Apollonius wrote:Surlethe wrote:A uniform probability distribution is the probability density that corresponds to a constant probability.
I'm not sure I understand this. After 2 minutes of gazing at that sentence, I think it means that every.. uh.. thing that is possible, is equally so (the graph would be a straight line, while non-uniform would be bell-shaped for example). Is that right?
Yes, you're getting the idea. Let me put you on a little more solid ground. Suppose you had a lump of clay, weighing, say, 1 kg. Also, say you had a yardstick, and you must spread the 1 kg of clay along the yardstick any way you want, provided that the entire lump of clay must fit on the yardstick, and the clay must have identical height across the narrow dimension of the yardstick. The amount of clay between two arbitrary tickmarks is directly proportional to the probability of a random variable dictated by that distribution to land between those two values.
A uniform distribution would, between any two tickmarks of the yardstick, have clay equal height across the long dimension of the yardstick, like a block. Non-uniform is any other shape.
Apollonius wrote: A countable infinite set is one that you can index with natural numbers
...so far I'm still following you. So "countable" does just mean we can
start counting them, it doesn't mean we have to walk the entire line. Right?

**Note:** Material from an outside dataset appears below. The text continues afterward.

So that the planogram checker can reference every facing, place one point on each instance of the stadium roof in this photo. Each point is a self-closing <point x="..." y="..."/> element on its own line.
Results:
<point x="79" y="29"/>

Not quite. You can start counting an uncountable set, but you'll never be able to finish, just like in the countable case. Two finite set are the same size if you can attach strings between members of the two sets such that each member of one set has
exactly one string that ties it to a unique member of the other set, and vice versa. We can extend this idea to countable infinities by imagining a schema that ties a string from one member to the other in the same way. If we can do it, the two infinite sets are the same size. If one has left-over members, then that set is bigger (just like in the finite case). The schema that ties each member of one set to a unique member of the other set is a one-to-one correspondence, or bijection.
In this language, a countable infinity is one that has at least one bijection with the natural numbers... that is, for each member of the set, there is one and only one natural number it corresponds with, with no left-over natural numbers. By this, the even numbers are a countable infinity, the correspondance being dividing the even number by 2:
{2,4,6,8...} ⇄ {1,2,3,4...}
Apollonius wrote:But there are infinite sets that are so much bigger you can't even list them
Eh? Why not? For lack of what? Because we can't define them or don't know what they are? But if so, how do we know they are infinite or even exist?
No, the proofs of uncountability are immune to such little details. The proof involves assuming that you can list the set in some manner, then arriving at a contradiction. Basically, you use an arbitrary list, undefined in its details, and use that list to construct of a member that is unambiguously NOT on that list. This gives you a contradiction (the listing is supposedly complete, yet we found a member not on the list), and therefore the original premise that we can make such a list is wrong.